GNOMEO & JULIET
screenplay by Kelly Asbury & Mark Burton & Kevin Cecil & Emily Cook & Kathy Greenberg & Andy Riley & Steve Hamilton Shaw, based on an original screenplay by John R. Smith & Rob Sprackling
directed by Kelly Asbury
starring Ed Helms, John C. Reilly, Anne Heche, Sigourney Weaver
screenplay by Phil Johnston
directed by Miguel Arteta
by Ian Pugh Gnomeo & Juliet is pretty much exactly the movie you'd expect from one of the directors of Shrek 2. On the bright side, it's also a little bit more.
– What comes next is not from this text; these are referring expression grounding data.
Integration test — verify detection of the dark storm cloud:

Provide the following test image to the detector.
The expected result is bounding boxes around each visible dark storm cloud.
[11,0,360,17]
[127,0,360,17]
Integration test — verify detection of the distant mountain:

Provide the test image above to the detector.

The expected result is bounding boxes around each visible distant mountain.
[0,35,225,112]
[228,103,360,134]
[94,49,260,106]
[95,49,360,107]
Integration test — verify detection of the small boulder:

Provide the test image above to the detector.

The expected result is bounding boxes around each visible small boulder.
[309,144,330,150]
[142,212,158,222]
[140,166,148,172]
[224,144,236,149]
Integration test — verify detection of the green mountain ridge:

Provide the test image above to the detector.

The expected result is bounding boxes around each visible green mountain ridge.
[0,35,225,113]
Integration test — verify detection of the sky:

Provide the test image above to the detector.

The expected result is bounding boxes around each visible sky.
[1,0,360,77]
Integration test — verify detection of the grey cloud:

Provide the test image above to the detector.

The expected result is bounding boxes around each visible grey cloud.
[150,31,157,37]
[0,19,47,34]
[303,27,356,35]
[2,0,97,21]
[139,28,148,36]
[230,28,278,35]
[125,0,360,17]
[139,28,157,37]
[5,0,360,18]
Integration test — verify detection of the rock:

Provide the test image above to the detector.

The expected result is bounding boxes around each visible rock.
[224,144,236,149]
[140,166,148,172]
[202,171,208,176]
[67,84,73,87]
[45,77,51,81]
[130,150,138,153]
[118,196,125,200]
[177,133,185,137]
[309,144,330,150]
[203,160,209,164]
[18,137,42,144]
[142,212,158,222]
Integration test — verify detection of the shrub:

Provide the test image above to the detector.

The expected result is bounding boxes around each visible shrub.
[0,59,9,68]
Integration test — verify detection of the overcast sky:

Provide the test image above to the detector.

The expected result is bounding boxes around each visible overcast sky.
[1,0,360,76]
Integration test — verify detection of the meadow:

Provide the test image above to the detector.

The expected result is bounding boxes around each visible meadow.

In this latest iteration of Shakespeare's timeless classic, Montague and Capulet are a couple of pensioners living on Verona Drive whose lawn gnomes spring to life every now and then to wage war on each other. The lad and lass of the title (voiced by James McAvoy and Emily Blunt) meet from opposite sides and fall in love, and so on and so forth. As you may have already guessed, Gnomeo & Juliet makes room for its cutesy puns and pop-culture references by robbing "Romeo & Juliet"'s premise of all emotional heft: the warring tribes have no sense of familial bond, which renders the central romance completely weightless; and it's all performed with an absolute minimum amount of bloodshed, culminating in, yes, a happy ending. It's tempting to cry anti-intellectualism until one considers the film's predominantly British cast--after all, hasn't British culture earned the right to make self-deprecating jokes about Shakespeare's influence? (It just feels right knowing that Michael Caine and Maggie Smith are leading the charge in this gnome war--though Jason Statham voicing an angry, Napoleonic Tybalt sounds more subversive than it actually plays.) In fact, the film's generally cavalier attitude towards "unassailable" literature gives the impression that it was trying to piss someone off, what with most of the loathing and introspection replaced by the requisite noisy action sequences.